Dries Van Noten Homme SS27 : une sensualité onirique portée par la fluidité de la nature
Une collection qui réinvente la masculinité moderne en transformant le poème de Stéphane Mallarmé en vision vaporeuse, déconstruite et intensément sensuelle.
Résumé
Dries Van Noten dévoile sa collection Homme Spring Summer 2027, inspirée du poème de 1876 « L’Après-midi d’un faune ».
La ligne fluidifie les archétypes masculins classiques à travers des transparences délicates, des détails inspirés de la lingerie et des finitions brutes.
La matérialité ancre ce rêve éveillé avec des pongés de soie lavés, des nylons aqueux et des bijoux porte-bonheur créés à partir d’objets trouvés.
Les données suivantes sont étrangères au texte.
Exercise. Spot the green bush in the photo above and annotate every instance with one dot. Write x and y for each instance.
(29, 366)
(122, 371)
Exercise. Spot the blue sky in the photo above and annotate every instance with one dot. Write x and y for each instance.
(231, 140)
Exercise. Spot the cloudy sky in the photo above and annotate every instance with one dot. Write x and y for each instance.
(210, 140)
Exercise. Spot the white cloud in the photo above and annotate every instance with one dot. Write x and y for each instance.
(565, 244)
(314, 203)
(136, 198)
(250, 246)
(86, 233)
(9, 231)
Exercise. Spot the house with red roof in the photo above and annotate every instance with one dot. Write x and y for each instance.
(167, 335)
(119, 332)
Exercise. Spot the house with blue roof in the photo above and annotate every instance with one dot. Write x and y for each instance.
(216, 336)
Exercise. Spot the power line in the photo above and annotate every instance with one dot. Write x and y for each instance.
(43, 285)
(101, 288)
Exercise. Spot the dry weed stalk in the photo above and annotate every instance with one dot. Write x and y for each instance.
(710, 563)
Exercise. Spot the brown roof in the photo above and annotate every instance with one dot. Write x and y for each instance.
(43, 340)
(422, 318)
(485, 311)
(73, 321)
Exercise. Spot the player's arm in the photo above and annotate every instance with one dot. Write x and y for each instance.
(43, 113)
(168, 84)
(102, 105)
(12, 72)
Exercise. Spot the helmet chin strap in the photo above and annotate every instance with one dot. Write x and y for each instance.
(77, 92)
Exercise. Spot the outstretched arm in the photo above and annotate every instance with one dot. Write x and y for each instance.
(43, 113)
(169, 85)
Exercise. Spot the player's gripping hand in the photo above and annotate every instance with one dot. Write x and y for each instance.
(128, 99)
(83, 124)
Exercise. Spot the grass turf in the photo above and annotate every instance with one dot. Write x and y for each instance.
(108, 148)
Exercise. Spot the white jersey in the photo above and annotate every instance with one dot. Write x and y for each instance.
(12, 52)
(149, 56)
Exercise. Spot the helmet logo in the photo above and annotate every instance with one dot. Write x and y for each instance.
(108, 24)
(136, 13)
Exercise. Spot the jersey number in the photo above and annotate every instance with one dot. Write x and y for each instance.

Julian Klausner a officiellement dévoilé la collection Homme printemps-été 2027 de Dries Van Noten, lors d’un défilé entièrement placé sous le signe de la légèreté, de la délicatesse et d’une sensualité fluide. Profondément inspirée par le poème de 1876 de Stéphane Mallarmé,L’Après-midi d’un faune (The Faun’s Afternoon), la collection explore la frontière sans cesse brouillée entre réalité et imaginaire, réinterprétant le vestiaire masculin traditionnel à travers le prisme vaporeux du réveil après une sieste en plein air.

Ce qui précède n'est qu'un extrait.